Providers within the U.S. healthcare system continually work to improve the quality of community health, but nurses can often be relegated to support roles. The newly revised Healthy Places, Healthy People, Third Edition, published by The Honor Society of Nursing, Sigma Theta Tau International (STTI), builds a compelling case that nurses can lead the change to providing the highest quality of patient care by working with their communities to understand specific cultures and healthcare needs.   

The newest edition of this popular book offers a detailed look at the differences and complementarities of ethnography and epidemiology, as well as updates on the national agenda and Joint Commission requirements that help nurses provide culturally sensitive care. Authors Lisa E. Skemp, Melanie C. Dreher, and Susan P. Lehmann provide updated information on community and public health as they guide students and experienced nurses alike through the core public health leadership competencies.

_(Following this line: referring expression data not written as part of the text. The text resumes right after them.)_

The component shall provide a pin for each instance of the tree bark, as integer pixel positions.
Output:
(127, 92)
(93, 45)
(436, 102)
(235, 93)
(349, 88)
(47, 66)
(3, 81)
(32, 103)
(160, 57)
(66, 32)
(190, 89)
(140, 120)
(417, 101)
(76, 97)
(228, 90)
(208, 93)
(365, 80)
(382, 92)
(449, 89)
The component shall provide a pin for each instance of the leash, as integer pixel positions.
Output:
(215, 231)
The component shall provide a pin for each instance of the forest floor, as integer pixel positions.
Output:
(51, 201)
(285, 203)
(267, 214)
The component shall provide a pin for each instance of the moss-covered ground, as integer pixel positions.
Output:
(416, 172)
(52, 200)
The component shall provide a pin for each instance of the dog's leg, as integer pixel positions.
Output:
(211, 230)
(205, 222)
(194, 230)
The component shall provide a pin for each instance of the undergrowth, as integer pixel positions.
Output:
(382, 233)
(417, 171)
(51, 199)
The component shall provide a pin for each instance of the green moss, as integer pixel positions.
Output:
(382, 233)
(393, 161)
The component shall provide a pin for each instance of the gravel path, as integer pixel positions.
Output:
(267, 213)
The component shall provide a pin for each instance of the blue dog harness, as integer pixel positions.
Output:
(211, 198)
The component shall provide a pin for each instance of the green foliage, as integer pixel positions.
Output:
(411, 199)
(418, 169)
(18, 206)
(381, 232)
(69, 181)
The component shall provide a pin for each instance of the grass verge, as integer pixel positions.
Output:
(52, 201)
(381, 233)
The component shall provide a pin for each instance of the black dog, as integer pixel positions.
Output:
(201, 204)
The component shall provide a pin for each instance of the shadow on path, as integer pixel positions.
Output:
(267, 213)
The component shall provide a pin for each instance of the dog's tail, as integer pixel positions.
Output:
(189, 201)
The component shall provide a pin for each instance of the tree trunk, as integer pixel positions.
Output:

A well-crafted strategy enables public health workers to mobilize citizen action, working with groups and individuals to build capacity for health equity and, ultimately, a healthier future. Healthy Places, Healthy People, Third Edition provides realistic strategies and practical advice — everything current and future nurses need to prepare, gather, organize, and analyze the basic community information needed to create an effective public health strategy.

Healthy places are the building blocks for healthy people,” Skemp said. “The capacity of communities to assure a robust physical and social environment will promote and protect the health of their citizens.”